Google's artificial intelligence lab published a new paper explaining the development of the "first-of-its-kind" vision-language-action (VLA) model that learns from scrapping the internet and other data to allow robots to understand plain language commands from humans while navigating environments like the robot from the Dinsey movie Wall-E or the robot from the late 1990s flick Bicentennial Man.
"For decades, when people have imagined the distant future, they've almost always included a starring role for robots," Vincent Vanhoucke, the head of robotics for Google DeepMind, wrote in a blog post.
Do you recall the 1999 sci-fi comedy-drama film featuring Robin Williams, titled Bicentennial Man?
Vanhoucke continued, "Robots have been cast as dependable, helpful and even charming. Yet across those same decades, the technology has remained elusive — stuck in the imagined realm of science fiction."
Until now...
DeepMind introduced the Robotics Transformer 2 (RT-2), which utilizes a VLA model that learns from the web and robotics data and translates this knowledge into understanding its environment and human commands.

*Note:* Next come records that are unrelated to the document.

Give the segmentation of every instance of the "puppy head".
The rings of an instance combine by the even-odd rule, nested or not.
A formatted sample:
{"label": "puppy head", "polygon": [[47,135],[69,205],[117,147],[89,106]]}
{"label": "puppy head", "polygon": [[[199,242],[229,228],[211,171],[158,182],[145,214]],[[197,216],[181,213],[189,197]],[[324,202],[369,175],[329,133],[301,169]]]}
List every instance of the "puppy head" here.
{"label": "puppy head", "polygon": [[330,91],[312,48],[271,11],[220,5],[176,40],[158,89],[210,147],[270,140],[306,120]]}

Previously, training robots to perform simple tasks, such as throwing away trash or cooking french fries, have been achieved. But a whole new upgrade in intelligence has arrived by robots being able to perform these tasks below:
"Unlike chatbots, robots need "grounding" in the real world and their abilities. Their training isn't just about, say, learning everything there is to know about an apple: how it grows, its physical properties, or even that one purportedly landed on Sir Isaac Newton's head. A robot needs to be able to recognize an apple in context, distinguish it from a red ball, understand what it looks like, and most importantly, know how to pick it up," Vanhoucke noted.
The critical understanding is that robots are about to get much more intelligent than ever, with just enough brains to replace humans in low-skill jobs. In March, Goldman told clients that robotization of the service sector would translate to millions of job losses in the years ahead.